Check out some of the ideas we came up with:
- Do a chore at home that is not really your job. Do not draw attention to it.
- Think about a duplicate of something you own and find a way to give your extra one to someone who has none. (Inspired by John the Baptist's advice in Luke 3:11
- Find something in your closet that you have not worn or used for 6 months or more and give it to a centre that ministers to refugees.
- Re-gift something that you've received but do not use.
- Gather all the change in your house. Put it in an envelope and then leave it in the mailbox of a neighbour, who you think could use it.
- Create a coupon offering to use a talent or ability and give it to someone else.
- Give a little more than usual to the Sunday offering. Think about the people who are benefiting from the offering and pray for them.
- Spend the equivalent of what you spend on milk (or some other thing you always need in the house) on non-perishable food and donate to a food bank.
- Give a compliment to someone you meet.
- Call a family member or friend on the telephone who you have not seen in a while. Listen to how their day was. If it is a local call on your land line, it is free.

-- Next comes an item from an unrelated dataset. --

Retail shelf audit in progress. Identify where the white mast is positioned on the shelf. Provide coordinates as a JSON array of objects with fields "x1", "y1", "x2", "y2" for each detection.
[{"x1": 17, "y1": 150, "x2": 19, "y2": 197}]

- You have probably "stolen" a pen from a public space at least once in your life. Plant to deliberately leave a pen somewhere that people are likely to need one.
- Give away an orange.
- Give a thank you note to someone who does a thankless job.
- When you prepare a snack today, make a second one to give to a co-worker, classmate or family member.
- Give part of your lunch break to pray for or with someone.
- Lend a helping hand by carrying something for someone or opening a door for someone.
- Write an encouraging Bible verse on a small card and leave it somewhere for someone to find.
- Offer someone a ride or give someone a bus ticket.
- Pick up two pieces of trash you see lying around indoors or outdoors and put them in the right place.
- Lend a book you've enjoyed to someone else, and don't expect to get it back.
- Give time to someone by playing a game or listening to a song together.
- Scrape someone else's windshield or shovel someone else's driveway.
- Give a music CD you've enjoyed to another person you think might also enjoy it.
- Drop off a small care package for a person who has to work on Christmas Day (hospital, nursing home, public works)
- Leave a box of tissues in a place where people outside of your family might need them.
- Make a hygiene kit or two for someone in need. Bring it to a local community centre for distribution.
- Give away any partial gift cards you have.
- Give a mug with a surprise inside to someone in your neighbourhood.
- Invite someone over for lunch, dinner or dessert.
- Make something (a card, baked goods, or a craft) and give it to someone.
- Take a picture and send it to someone electronically or in the mail.
If you have other ideas about how to give, I'd love to hear them.